Today feels hectic already as I have so much lined up for the day. But at the end of the day, I’ll probably be fine, so that’s alright. Let’s hope it continues to be a pleasant morning.
Day 3 of 365:
I skipped work today because I had exam preparations coming up. Life is about to get busy. I honestly hate studying, I just don’t think I’m cut out for academic excellence. But this is what everyone wanted me to do, so I’m doing it. It started out for everyone else, but now it’s something I’m doing for myself. Maybe when it’s done, I will feel less of a fraud and more accomplished. It’s a small one, but it sure as hell counts.
I’ve also been having the worst luck with sleep. How can something that is so simple be so difficult? That is insane; as if everything else wasn’t bad enough, sleep becomes a problem. It’s just unfair.
Day 2 of 365:
Today I aspire to be more productive, let’s see how that goes. Woke up super sleepy despite having been in bed since 11:30 p m. I finally fell asleep around 3 a.m. It’s just like that sometimes. Falling asleep is a bit of struggle some nights. Or maybe it was because I had a nap earlier.
Let’s see what today brings. Hopefully all things positive.
Also, cab drivers and their audacity. He refused to drop me infront of my office as he wanted to go the other way?

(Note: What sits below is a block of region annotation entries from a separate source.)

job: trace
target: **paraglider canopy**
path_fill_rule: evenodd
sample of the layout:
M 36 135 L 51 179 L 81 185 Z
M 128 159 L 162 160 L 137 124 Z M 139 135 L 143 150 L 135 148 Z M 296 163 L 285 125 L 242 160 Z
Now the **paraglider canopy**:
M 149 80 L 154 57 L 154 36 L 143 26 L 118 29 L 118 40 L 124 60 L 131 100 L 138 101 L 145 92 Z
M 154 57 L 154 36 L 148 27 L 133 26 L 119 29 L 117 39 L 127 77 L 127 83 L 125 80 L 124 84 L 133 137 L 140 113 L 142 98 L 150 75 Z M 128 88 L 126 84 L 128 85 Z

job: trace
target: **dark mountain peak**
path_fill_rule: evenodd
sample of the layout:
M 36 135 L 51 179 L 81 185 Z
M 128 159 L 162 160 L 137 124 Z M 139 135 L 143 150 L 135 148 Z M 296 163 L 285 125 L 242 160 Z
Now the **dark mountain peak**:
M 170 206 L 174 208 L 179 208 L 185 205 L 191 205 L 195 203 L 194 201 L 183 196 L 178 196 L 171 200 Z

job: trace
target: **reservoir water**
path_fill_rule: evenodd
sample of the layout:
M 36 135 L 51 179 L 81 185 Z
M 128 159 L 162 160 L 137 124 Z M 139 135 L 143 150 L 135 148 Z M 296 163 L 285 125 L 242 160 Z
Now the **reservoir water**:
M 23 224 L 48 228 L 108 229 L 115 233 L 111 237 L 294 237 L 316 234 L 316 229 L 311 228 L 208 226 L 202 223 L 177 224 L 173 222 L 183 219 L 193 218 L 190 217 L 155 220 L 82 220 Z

How do men have this much audacity.
Day 1 of 365: Happy New Year 2023!
One of my resolutions for the year is to write daily mini blogs. Just as a way to connect with myself more.
So here goes the first one. Last night was absolutely amazing. I met a ton of new people and had the best, most surprisingly good time ever. Fireworks, dancing, massages, beaches, and sunsets. It couldn’t be more perfect.
The only thing that went wrong was that the DJ we were at forgot their stupid countdown, which meant I didn’t get to enjoy it, so when the fireworks went off, I was completely surprised, almost as if an entire year had passed without closure. But oh well. It’s been a great year. The last six months were the best they could be. It’s the most loved I’ve felt in so long. Hopefully many more years of that to come.
I’m looking forward to this year. To become a better version of myself, to build better relationships, to heal. To communicate better. I really will try; even if I don’t accomplish them, I will try my best. And that’s a start.